Wattyl
- Headquarters: Australia
- Number of employees: 1,500
- Parent: Hempel Group
- Website: wattyl.com.au

= Wattyl =

Australian brand of paints

Wattyl is a brand of architectural, decorative paints, special purpose and protective coatings sold throughout Australia and New Zealand. It is a subsidiary of the Hempel Group.

The company is the second largest brand in Australia for architectural and decorative paints after market leader Dulux.

Wattyl was listed on the Australian Securities Exchange (ASX) from 1959, until it was delisted on 22 September 2010 when all the company was acquired by Valspar. Sherwin-Williams acquired Valspar in 2016, and sold the Wattyl business to Hempel Group in 2021.

As at May 2010 Wattyl employed over 1,500 people in Australia and New Zealand.

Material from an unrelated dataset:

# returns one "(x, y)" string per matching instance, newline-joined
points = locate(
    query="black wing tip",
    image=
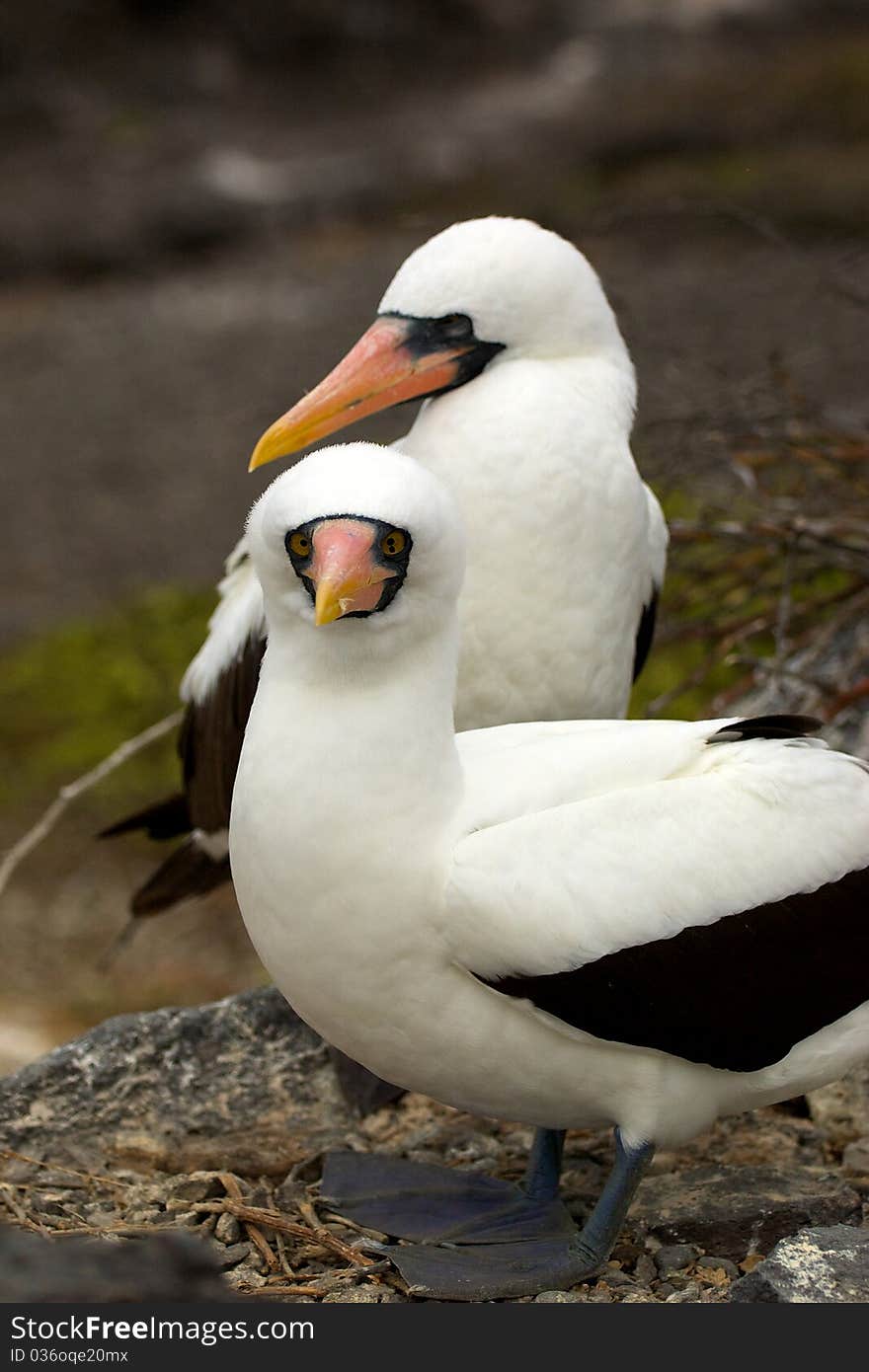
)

Wattyl was the first Australian manufacturer of two pot polyurethanes for the DIY market and a very successful marketing campaign during the 1960s and 1970s led to the brand name Estapol becoming the Australian term for the DIY clear finishing of domestic timber surfaces with one or two pot polyurethane finishes.

The Wattyl range of products include the brands Granosite, Solagard, Estapol and Killrust.

Wattyl is the current main sponsor of the Lake Taupo Cycle Challenge event in New Zealand.

Wattyl is the sleeve sponsor for Canterbury-Bankstown Bulldogs.